So I started taking golf lessons recently. My first thought was, “My god, this is an expensive hobby.” My second thought was, “Good god, this is an expensive hobby!” And my third thought was, “Why am I so bad at this?!” I had no idea I could actually be so inept at something at which I thought I was fairly adept. I spent an entire lesson trying to achieve a single proper swing with an 8-iron club. Even by the lesson’s end, I was unable to make the needed corrections to my form. Searching for encouragement within my demoralized brain, I came upon the legendary Bruce Lee.
I remembered that he often waxed eloquent about the 4 stages of competence, stages that everyone must pass through in order to achieve mastery at anything.

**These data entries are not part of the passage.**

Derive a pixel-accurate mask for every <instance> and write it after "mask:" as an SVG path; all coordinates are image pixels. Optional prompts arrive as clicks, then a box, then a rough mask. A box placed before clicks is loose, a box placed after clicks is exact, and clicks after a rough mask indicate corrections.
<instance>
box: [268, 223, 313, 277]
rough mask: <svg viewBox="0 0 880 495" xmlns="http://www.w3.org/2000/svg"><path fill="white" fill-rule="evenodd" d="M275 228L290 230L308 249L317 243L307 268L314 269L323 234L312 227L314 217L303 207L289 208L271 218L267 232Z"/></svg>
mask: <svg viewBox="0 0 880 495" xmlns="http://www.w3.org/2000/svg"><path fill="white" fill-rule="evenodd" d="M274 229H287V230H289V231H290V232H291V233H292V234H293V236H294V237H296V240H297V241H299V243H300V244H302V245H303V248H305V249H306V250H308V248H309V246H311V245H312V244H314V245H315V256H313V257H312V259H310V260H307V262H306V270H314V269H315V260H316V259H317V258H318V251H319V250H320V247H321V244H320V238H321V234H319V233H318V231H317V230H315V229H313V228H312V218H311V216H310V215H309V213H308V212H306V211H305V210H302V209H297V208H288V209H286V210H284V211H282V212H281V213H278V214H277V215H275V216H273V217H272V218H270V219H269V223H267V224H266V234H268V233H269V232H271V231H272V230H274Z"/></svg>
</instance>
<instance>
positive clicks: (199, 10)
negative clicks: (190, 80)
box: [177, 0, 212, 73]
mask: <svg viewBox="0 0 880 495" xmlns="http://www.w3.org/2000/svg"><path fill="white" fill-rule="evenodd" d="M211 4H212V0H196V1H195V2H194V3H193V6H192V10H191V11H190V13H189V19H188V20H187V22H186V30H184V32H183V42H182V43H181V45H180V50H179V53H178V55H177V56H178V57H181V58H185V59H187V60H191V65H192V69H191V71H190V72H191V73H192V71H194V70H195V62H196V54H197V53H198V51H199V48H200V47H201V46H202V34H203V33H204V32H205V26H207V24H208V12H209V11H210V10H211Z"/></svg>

The first stage is unconscious incompetence. It is essentially where I was before I started taking lessons. My skills were lacking, but I was unaware that they were lacking to begin with.
The second stage is conscious incompetence. It’s exactly what it sounds like. I’m still incompetent, but at least I know I am. I may even know where I err, but up until this point I have been unable to correct course.
The third stage is conscious competence. It’s the stage I would like to reach by the end of my beginner’s set of lessons. With concentration and willed effort, I should be able to hit the ball with proper form and in a respectably consistent manner.
The fourth and final stage is unconscious competence. Not only are you successful, but the path to your success has been engraved into your nervous system. Your body knows what to do without your mind directing every little muscle movement and position. It is like playing a song on an instrument, forgetting what comes next, and yet your body proceeds uninterrupted. In fact, over-thinking each note may actually cause you to falter. That is why you may want to pay for professional instruction at the outset. You don’t want to embed mistakes into your unconscious mind and body, or you may have to spend years trying to undo them as you pass through the 4 stages. Most people will give up during the stage of conscious incompetence. Their psychology becomes overtaken with frustration at their ineptitude, when if they just kept at it a little while longer, they would achieve the emotional high that signals their arrival into competence.